児童労働の画像

 スウェーデンの公的年金基金 AP1、AP2、AP3、AP4の代表者から構成される倫理委員会(Council on Ethics, Swedish National Pension Funds)が、2016年度版の年次報告書を公表した。

  倫理委員会(以下、委員会)は2007年に設立され、企業の持続可能な日常的活動がリスクの低減と同時にリターンの最大化をもたらす、という信念にもとづき、各基金の投資先企業とのエンゲージメント活動を行っている。

 主な実施項目は以下の通りである。

  •  スクリーニング
    (AP基金の投資先企業約4,000社のうち、スウェーデン政府が批准している国際規範に違反しているグローバル企業(海外企業)や潜在的な課題を抱えている企業を、メディアやNPO法人などの情報をもとに特定)
  • 違反事例の分析
  • 企業との対話
  • AP基金に対し、改善が見込まれない企業の株式売却を推奨

  委員会は設立以来、毎年活動報告書を公表している。10周年にあたる2016年度は、前年に引き続き、生物多様性、腐敗防止、人権の分野を焦点とし、世界316社との対話を実施した。特に人権分野では、タイの企業が抱える違法漁業と強制労働問題、カタールでFIFAワールドカップの競技場建設に従事する労働者への強制労働問題、フランスの企業で指摘されている劣悪な労働環境問題、ココアやたばこ産業における強制労働や児童労働課題などへの取組みが報告されている。また、鉱業廃棄物の河川投棄に対する委員会の改善要請に応じなかったとして、中国の鉱山会社ズージン・マイニング(Zijin Mining/紫金鉱業集団)を投資対象から除外するよう、各AP基金に勧告している。

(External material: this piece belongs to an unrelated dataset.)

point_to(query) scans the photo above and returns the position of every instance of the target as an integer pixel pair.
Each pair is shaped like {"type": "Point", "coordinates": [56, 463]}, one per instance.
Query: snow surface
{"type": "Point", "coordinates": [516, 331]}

 委員会の議長ピーター・ルンドクヴィスト(Peter Lundkvist)氏は、「委員会は過去10年間、投資先企業の課題解決の手段として対話によるエンゲージメントを実施してきた。これは、投資先企業の株式を売却することに比べ、持続可能な戦略である。当初は珍しかったが、投資先企業の課題改善のために株主が働きかけることは、今では責任投資の標準的な手法となっている。委員会は、これまでの成果に決して安住することなく、環境、人権、腐敗課題の改善に向けた取組みを継続する」と語る。
 

【AP基金(AP1~4、AP6、AP7)】
 スウェーデンの公的年金保険制度は、賦課方式に基づく年金制度と、加入者が自ら運用先を選択する積立方式の年金制度に分かれる。
それぞれ、Allmänna Pensionfonden(公的年金基金)と呼ばれる6つのファンド(AP1~4、AP6、AP7)が運用している。

 AP1~4は、賦課方式の年金制度で新規流入積立金の運用を担う。同一の法のもと、毎年保険料を4分の1ずつ受け入れている。また、人口動態や経済的ショックによる給付の変動を吸収する役割を持つため、バッファーファンドとも呼ばれる。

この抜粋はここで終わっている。